Der Weg zum guten Panorama ist steinig und mit einigen Hürden gepflastert: Wer macht gute Abzüge in diesem exotischen Format? Woher bekommt man gute, massgeschneiderte Passepartouts in diesen Formaten? Und wie kommt man an gute Rahmen?
Für professionelle Ansprüche gibt es ausreichende Lösungen für alle diese Fragen. Kniffliger wird die Sache, wenn man das mit kleinem Budget realisieren möchte.

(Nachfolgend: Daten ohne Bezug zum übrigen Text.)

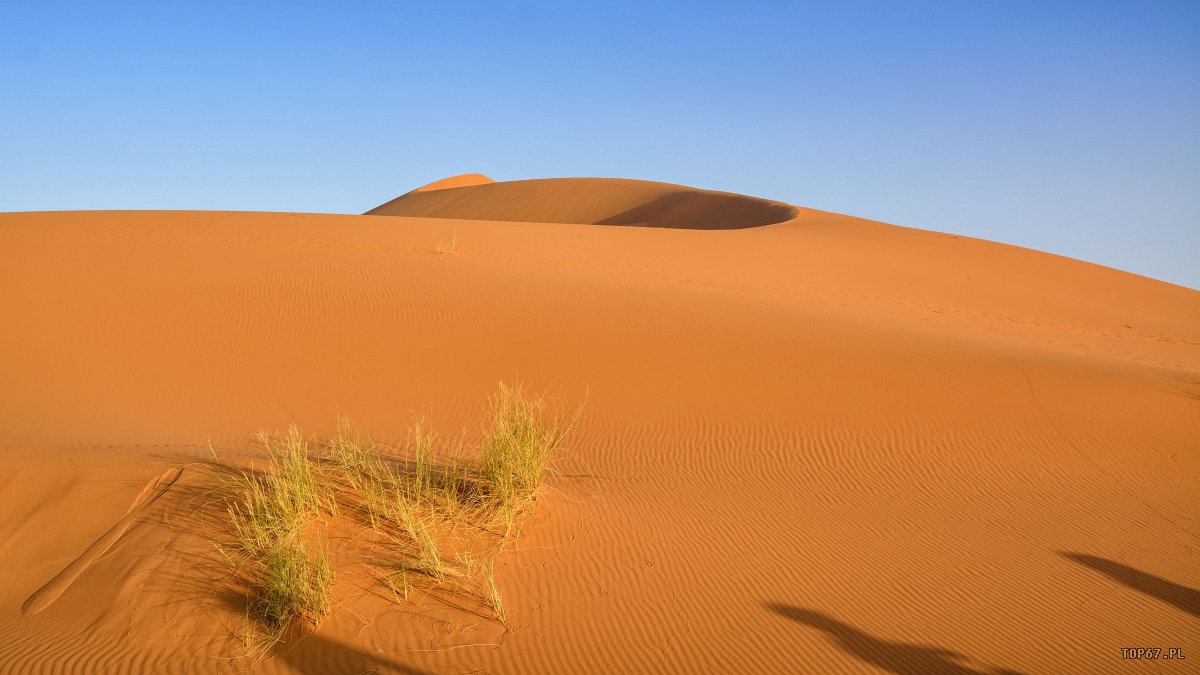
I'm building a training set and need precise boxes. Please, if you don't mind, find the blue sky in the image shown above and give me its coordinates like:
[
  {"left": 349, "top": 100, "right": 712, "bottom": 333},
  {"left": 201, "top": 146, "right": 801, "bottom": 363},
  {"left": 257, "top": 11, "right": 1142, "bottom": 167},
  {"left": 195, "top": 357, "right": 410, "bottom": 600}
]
[{"left": 7, "top": 0, "right": 1200, "bottom": 288}]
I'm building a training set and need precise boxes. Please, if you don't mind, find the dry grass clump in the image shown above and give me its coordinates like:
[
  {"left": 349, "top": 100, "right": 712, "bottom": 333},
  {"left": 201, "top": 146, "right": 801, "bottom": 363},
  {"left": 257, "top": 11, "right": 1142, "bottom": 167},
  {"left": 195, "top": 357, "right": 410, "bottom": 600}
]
[
  {"left": 218, "top": 382, "right": 580, "bottom": 656},
  {"left": 256, "top": 542, "right": 334, "bottom": 629},
  {"left": 480, "top": 382, "right": 580, "bottom": 530}
]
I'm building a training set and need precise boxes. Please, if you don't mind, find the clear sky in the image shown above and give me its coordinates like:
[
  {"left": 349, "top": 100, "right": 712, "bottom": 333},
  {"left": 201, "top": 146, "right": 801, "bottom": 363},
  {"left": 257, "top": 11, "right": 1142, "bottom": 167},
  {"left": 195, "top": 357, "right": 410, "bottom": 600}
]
[{"left": 0, "top": 0, "right": 1200, "bottom": 288}]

Hier meine beiden Favoriten:
Kleinere Panoramaformate kann man gut mit einem Tintenstrahler ausdrucken. Wichtig ist, das Format richtig einzustellen, damit der Drucker nicht nach 297 mm aufhört… Epson-Drucker wie mein aktueller R 285 bieten die Möglichkeit, individuelle Papiermaße einzustellen. Für ein Panoramaformat im Seitenverhältnis 1: ergibt sich bei 210 mm Höhe eine Breite von 630 mm – das sollte genügen.
Ich mache meine kleiner, schneide mit einem Edelstahl-Lineal den Druck nachher so, dass ein 2 mm breiter weißer Rand bleibt. Als Hintergrund dient ein grauer Foto-Karton, der genau für drei IKEA-Rahmen des Typs RIBBA mit den Maßen 50 x 23 cm (9,99 Euro) reicht. Der kleine Rand ersetzt das Passepartout nicht perfekt, sieht aber vor dunklem Hintergrund relativ edel aus.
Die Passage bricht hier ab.